UBS: the bad news
Of course the bad news is that the 4,450 names expected to be released to the IRS make up less than 10% of the estimated 52,000 American-owned accounts. Without 100% disclosure, American taxpayers may in the future be tempted to play the "audit lottery," assuming they have only a 10% chance of getting caught.
Whilst some might be tempted to think that size is everything, one of the risks of targetting accounts with balances above a specified level is that the crooks will be encouraged to spread their cash assets across different accounts and banks:
Another piece of bad news is that the criteria used to select the UBS account holders to be disclosed to the IRS will not be released.
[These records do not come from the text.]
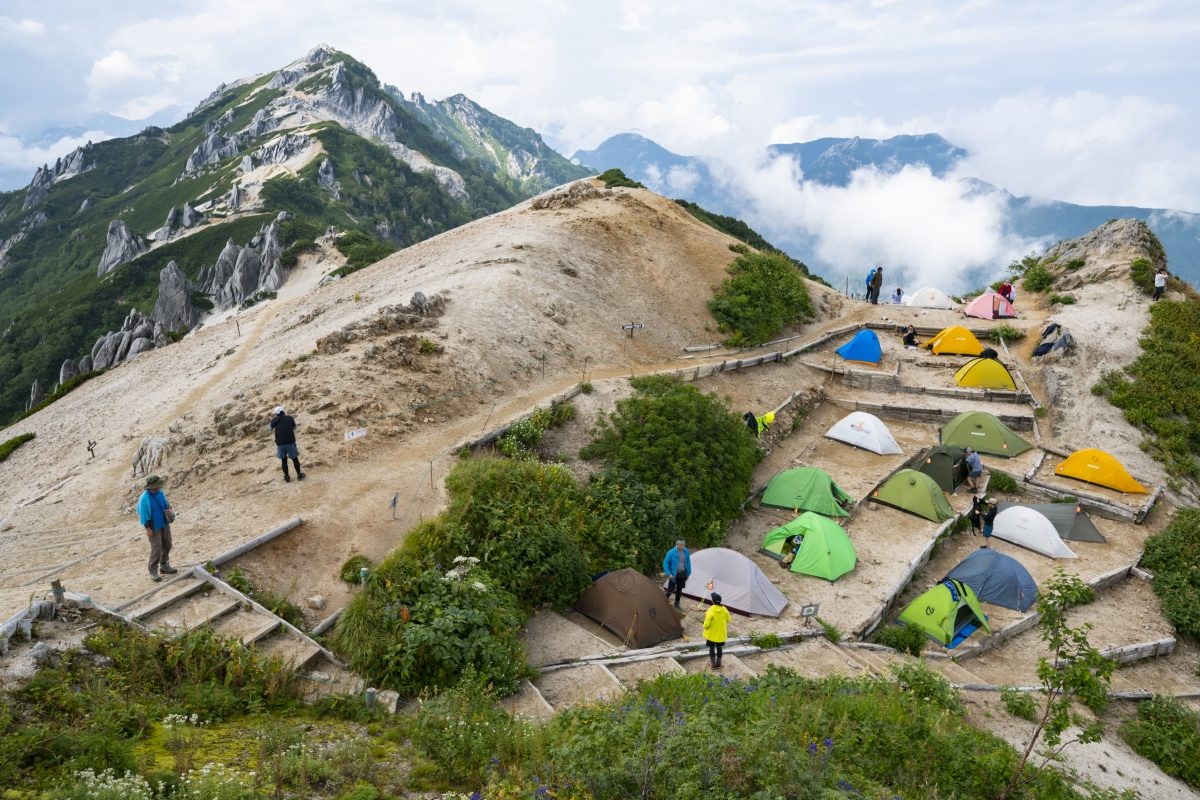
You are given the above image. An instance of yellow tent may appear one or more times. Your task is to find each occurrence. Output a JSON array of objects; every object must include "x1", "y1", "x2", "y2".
[
  {"x1": 1055, "y1": 448, "x2": 1148, "y2": 494},
  {"x1": 954, "y1": 358, "x2": 1017, "y2": 390},
  {"x1": 924, "y1": 325, "x2": 984, "y2": 356}
]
But there is a strong indication that the size of the account has some importance. Taxpayers might avoid this danger in the future by spreading their offshore funds among several accounts and numerous banks so that they can "fly under the radar."
Which raises questions about the treatment of UBS itself. The bank has been revealed as a criminal enterprise, but far from being tough on crime the authorities have been relatively lenient:
What also seems like bad news is that under the settlement, UBS will pay no civil penalties. It has already paid $780 million in criminal penalties for the actions of certain bank employees facilitating illegal tax evasion.
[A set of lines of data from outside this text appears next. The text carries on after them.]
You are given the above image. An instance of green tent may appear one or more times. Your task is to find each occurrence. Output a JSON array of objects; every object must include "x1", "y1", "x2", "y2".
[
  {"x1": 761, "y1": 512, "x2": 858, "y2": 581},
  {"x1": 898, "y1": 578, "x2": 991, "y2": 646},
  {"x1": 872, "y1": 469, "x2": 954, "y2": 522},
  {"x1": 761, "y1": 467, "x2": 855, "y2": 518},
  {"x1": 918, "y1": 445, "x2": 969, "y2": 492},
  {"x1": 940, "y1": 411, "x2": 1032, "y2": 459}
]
What's even more alarming is that the IRS will withdraw its "Notice of Default" that was issued to UBS for violating the agreement it entered into with the U.S. government. This agreement, which made UBS a "Qualified Intermediary" or "QI," is one that foreign banks enter into with the U.S. in order to get favorable treatment in return for complying with certain reporting standards. Given that UBS bankers came into the U.S. to solicit illegal business from Americans with the express purpose of helping them evade taxes, it's hard to believe UBS is not in default of such an agreement. If this egregious behavior can't get a bank kicked out of the QI program, what in the world can?
Good question (we suggested last year that UBS should lose its licence). All of which leads CTJ to conclude that the road ahead remains long and largely uphill:
So the settlement certainly does not mean that the offshore tax evasion problem is resolved. If anything, it shows how badly we need legislation to deal with the problem, since there are apparently limits to how far the U.S. government will go, using existing laws, to crack down.